E, no Brasil, está em curso o Siniav - Sistema de Identificação Automática de Veículos, que tem como meta acoplar nos carros um chip que permita identificar, por exemplo, taxas pendentes e veículos roubados ou em situação irregular.

Prevenção (e previsão) de conflitos

A ORB International, que é especializada em pesquisas em locais de difícil acesso, também participou de um projeto para tentar identificar áreas que poderiam ser alvejadas pelo grupo guerrilheiro Exército de Resistência do Senhor, em Uganda.

Para chegar a conclusões, a empresa fez uma análise geoespacial, a partir de imagens de satélite e informações geográficas de locais previamente atacados pelos guerrilheiros.

Segundo Carter, da ORB, também é possível usar a geolocalização para tentar prevenir violência ou fraude eleitoral, por exemplo.

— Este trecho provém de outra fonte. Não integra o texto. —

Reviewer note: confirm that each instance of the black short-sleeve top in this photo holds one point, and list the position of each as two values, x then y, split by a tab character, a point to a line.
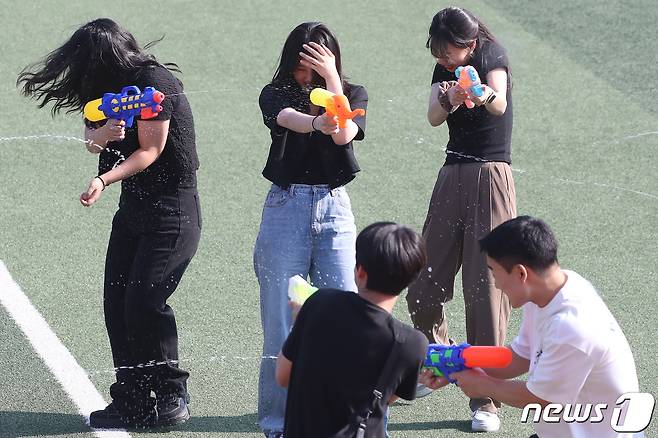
177	165
307	158
475	134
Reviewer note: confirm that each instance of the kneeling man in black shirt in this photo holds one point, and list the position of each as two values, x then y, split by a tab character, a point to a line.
335	355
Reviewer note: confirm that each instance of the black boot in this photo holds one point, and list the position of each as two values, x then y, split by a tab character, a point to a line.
172	410
113	418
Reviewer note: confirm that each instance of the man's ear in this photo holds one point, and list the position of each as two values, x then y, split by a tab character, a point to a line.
522	272
361	274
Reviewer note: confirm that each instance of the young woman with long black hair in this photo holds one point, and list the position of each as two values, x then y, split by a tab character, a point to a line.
156	230
307	227
474	191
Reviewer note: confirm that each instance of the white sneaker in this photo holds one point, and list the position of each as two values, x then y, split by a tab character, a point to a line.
422	390
484	421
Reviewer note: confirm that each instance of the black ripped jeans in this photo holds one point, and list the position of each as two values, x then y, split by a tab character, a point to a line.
150	247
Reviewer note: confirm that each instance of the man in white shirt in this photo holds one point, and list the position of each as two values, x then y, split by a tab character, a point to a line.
569	343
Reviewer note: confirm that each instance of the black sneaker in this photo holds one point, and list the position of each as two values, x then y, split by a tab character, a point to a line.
172	411
111	418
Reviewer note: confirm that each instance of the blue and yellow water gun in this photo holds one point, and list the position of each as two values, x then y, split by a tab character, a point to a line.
444	360
469	80
126	105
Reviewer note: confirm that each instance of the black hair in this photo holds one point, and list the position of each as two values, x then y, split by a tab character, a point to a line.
458	27
100	57
303	34
391	254
521	241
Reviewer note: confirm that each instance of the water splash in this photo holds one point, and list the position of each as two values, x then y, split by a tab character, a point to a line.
118	153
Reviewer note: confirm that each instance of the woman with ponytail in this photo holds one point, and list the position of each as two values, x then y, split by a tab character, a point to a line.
474	191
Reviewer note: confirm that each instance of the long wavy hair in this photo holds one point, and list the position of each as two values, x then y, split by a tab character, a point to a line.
304	34
458	27
100	57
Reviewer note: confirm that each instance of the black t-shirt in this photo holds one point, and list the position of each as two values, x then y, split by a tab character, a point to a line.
476	132
177	165
338	346
311	158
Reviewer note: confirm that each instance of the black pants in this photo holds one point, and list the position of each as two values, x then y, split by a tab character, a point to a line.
149	250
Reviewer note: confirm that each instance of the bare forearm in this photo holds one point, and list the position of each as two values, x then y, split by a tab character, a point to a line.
135	163
436	114
295	121
498	106
511	392
95	140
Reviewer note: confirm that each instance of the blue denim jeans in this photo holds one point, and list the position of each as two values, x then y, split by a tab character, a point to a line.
307	231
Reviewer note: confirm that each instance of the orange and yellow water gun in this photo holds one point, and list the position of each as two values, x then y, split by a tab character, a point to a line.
336	105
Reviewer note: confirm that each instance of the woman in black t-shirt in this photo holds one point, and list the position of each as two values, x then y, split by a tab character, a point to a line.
307	227
474	191
156	230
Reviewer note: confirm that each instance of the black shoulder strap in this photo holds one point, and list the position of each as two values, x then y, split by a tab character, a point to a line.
386	375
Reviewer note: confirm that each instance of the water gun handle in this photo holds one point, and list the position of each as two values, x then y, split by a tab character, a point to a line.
336	105
299	290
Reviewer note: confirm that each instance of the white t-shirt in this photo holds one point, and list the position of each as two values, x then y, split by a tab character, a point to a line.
578	354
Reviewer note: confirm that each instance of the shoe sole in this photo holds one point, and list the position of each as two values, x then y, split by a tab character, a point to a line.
173	421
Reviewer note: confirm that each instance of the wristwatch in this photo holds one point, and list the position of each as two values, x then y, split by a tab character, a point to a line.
445	102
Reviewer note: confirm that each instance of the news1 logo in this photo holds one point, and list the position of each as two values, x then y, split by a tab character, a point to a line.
637	406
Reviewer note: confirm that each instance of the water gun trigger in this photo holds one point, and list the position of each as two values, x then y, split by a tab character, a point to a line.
148	113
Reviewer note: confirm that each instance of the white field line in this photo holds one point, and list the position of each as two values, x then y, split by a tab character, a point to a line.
55	355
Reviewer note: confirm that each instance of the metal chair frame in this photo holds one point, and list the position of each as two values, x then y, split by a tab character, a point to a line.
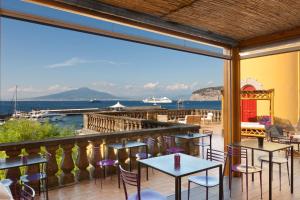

"Se temos áreas com histórico de violência ou de baixa confiança no processo eleitoral, podemos mapeá-las e notificar o governo ou mesmo observadores internacionais."

Agricultura

A agricultura de precisão já é um conceito antigo no Brasil, mas a geolocalização está abrindo novas oportunidades.

O laboratório CESAR, por exemplo, acoplou GPS em equipamentos de irrigação usados em amplas plantações de grãos no Centro-Oeste. "Esse GPS mede a velocidade da irrigação, a pressão da água e dá informações remotas aos administradores", explica Eduardo Peixoto, executivo-chefe de negócios da empresa.

O próximo passo, diz ele, é mapear, em parceria com a Embrapa, os dados coletados pelos GPS em busca de uma regulagem padrão para cada tipo de cultura agrícola.

Voluntariado e ajuda humanitária

A geolocalização tem sido usada tanto para aproximar voluntários de causas como para aprimorar o trabalho humanitário.

Nos EUA, após o furacão Sandy, em 2012, surgiram aplicativos de celular como o Sprout Help, que avisava voluntários sobre áreas que necessitavam medicamentos e suprimentos. Também permitia que pessoas avisassem se estivessem em uma área que precisasse de ajuda.

No trabalho humanitário, a geolocalização também é usada para gerenciar a ação de ONGs, gerando mais dados para monitorar o uso do dinheiro, identificando a localização (e a segurança) dos agentes humanitários e comparando indicadores sociais de determinadas áreas.

Gafes e privacidade

Como costuma acontecer com novas tecnologias, deve crescer o debate em torno da privacidade e da ética no uso das informações coletadas por GPS, apontam os especialistas consultados pela BBC Brasil.

E, enquanto isso, o serviço deve propiciar também algumas gafes - por exemplo, de pessoas que dizem ao chefe que estão doentes e são "deduradas" por seu geolocalizador mostrando que elas estão, na verdade, no cinema.

"É como um novo Big Brother", diz Jane Frost.

"Não é uma tecnologia boa nem ruim - tudo depende de seu uso. Somada a outros dados, permite uma análise multidimensional. Mas a ética (no seu uso) deve ser aplicada também nos serviços públicos (que usem dados dos cidadãos)."

Para Peixoto, do CESAR, "vai demorar até que legisladores entendam essa questão, já que as mudanças tecnológicas foram radicais nos últimos anos. Isso rende uma discussão relevante, porque permite uma vigilância em alto nível".

Alguns cuidados com os dados de geolocalização - que tampouco são cegamente confiáveis, já que muitas vezes não são tão precisos quanto se imagina - já são tomados por pesquisadores em campo, explica Carter.

"Nunca marcamos pontos ao lado de uma casa, por exemplo, para preservar seus moradores. Marcamos áreas genéricas. Ao mesmo tempo, o GPS nos dá segurança porque sabemos que, se o tablet de nossos agentes for roubado, podemos localizá-lo pelo dispositivo."